Bug #9865
closed[CWL] Fix undefined behavior after ignoring an unhandled exception
Description
Example from the wild¶
2016-08-26 13:28:37 arvados.cwl-runner[20416] ERROR: While getting final output object: global name 'adjustFiles' is not defined 2016-08-26 13:28:37 arvados.cwl-runner[20416] INFO: Overall process status is success
There's a section here where any exception will be reported but then leave "outputs" in some half-baked state.
https://github.com/curoverse/arvados/blob/master/sdk/cwl/arvados_cwl/runner.py#L131
try:
outc = arvados.collection.Collection(record["output"])
with outc.open("cwl.output.json") as f:
outputs = json.load(f)
def keepify(fileobj):
path = fileobj["location"]
if not path.startswith("keep:"):
fileobj["location"] = "keep:%s/%s" % (record["output"], path)
adjustFileObjs(outputs, keepify)
adjustDirObjs(outputs, keepify)
except Exception as e:
logger.error("While getting final output object: %s", e)
This code should either:
- Reset outputs to None in the "except" block; or
- Make the "try" scope smaller, so once "outputs" isn't None, unexpected exceptions get propagated up.
It should also log the full backtrace for the caught exception.
The "try" block looks like it started accidentally including too much code in c8d9a898cde654b53200bda0b0ef8b406dd71739
Another example from the wild¶
2019-01-30T04:31:12.159992495Z Exception RuntimeError: 'maximum recursion depth exceeded while calling a Python object' in <bound method _fileobject.__del__ of <socket._fileobject object at 0x7f1093013f50>> ignored 2019-01-30T04:31:12.161843551Z arvados.cwl-runner WARNING: Error checking states on API server: maximum recursion depth exceeded while calling a Python object
After this, arvados-cwl-runner stopped producing logs every 3 seconds, and appeared to be deadlocked.
Another example the following day reported a "maximum recursion depth" error, but kept logging "cwltool DEBUG: [workflow workflow.json#main] job step [...] not ready".

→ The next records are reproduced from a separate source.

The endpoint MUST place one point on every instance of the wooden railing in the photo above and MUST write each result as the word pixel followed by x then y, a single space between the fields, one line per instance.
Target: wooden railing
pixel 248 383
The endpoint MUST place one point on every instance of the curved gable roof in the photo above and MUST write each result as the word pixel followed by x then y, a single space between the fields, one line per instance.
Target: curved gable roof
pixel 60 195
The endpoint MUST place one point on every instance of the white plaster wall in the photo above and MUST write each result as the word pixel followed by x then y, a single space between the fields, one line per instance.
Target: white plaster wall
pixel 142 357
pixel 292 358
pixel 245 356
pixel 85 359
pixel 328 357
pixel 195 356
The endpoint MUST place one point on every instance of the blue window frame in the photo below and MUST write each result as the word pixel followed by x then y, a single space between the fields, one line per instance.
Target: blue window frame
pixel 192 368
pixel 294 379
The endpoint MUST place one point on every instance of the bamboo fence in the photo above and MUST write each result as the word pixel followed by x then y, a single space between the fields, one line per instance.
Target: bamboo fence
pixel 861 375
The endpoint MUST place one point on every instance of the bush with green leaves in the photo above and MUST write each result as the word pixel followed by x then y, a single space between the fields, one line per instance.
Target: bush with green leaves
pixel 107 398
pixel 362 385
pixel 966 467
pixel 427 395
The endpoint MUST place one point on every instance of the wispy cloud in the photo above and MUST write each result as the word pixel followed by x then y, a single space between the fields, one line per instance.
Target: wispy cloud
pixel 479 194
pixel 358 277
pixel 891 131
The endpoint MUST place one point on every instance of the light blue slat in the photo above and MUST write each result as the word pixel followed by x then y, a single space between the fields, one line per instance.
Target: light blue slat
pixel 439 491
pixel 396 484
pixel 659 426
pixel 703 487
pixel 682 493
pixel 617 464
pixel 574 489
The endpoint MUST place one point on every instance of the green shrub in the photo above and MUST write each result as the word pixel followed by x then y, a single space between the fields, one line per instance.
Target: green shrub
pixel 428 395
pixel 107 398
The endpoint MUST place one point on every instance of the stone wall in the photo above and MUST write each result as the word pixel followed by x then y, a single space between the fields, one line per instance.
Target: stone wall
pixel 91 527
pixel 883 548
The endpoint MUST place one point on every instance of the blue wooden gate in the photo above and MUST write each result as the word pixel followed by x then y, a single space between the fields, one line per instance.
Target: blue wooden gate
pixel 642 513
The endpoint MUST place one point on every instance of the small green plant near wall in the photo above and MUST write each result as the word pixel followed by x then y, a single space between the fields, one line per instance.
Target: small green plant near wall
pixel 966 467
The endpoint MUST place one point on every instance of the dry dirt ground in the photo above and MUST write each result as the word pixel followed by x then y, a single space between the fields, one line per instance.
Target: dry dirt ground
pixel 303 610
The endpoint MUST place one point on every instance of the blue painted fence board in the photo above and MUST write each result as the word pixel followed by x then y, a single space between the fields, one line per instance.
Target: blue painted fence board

Updated by Tom Clegg almost 6 years ago
The first example was at least partly addressed in b9f7a8693579045f05d142dba8bffd2c5660dfce (it now fails instead of proceeding with undefined results). I'm not sure whether logger
here is configured such that logger.exception()
prints a stack trace.
Grep reveals some other dubious uses of "except Exception", like this
except Exception as e:
logger.info("Setting container output: %s", e)
Updated by Tom Morris almost 6 years ago
- Target version set to 2019-02-27 Sprint
Updated by Eric Biagiotti almost 6 years ago
- Status changed from New to In Progress
Updated by Eric Biagiotti over 5 years ago
9865-cwl-fix-ignored-exceptions at 6ab33cb91de748f4f8ec8e12377f0b0650804db1
Added stack trace info by using logger.exception
where appropriate, cleaned up formatting, added comments clarifying exclusion of stack traces in some instances, and fixed some exception handling. More details in the commit logs.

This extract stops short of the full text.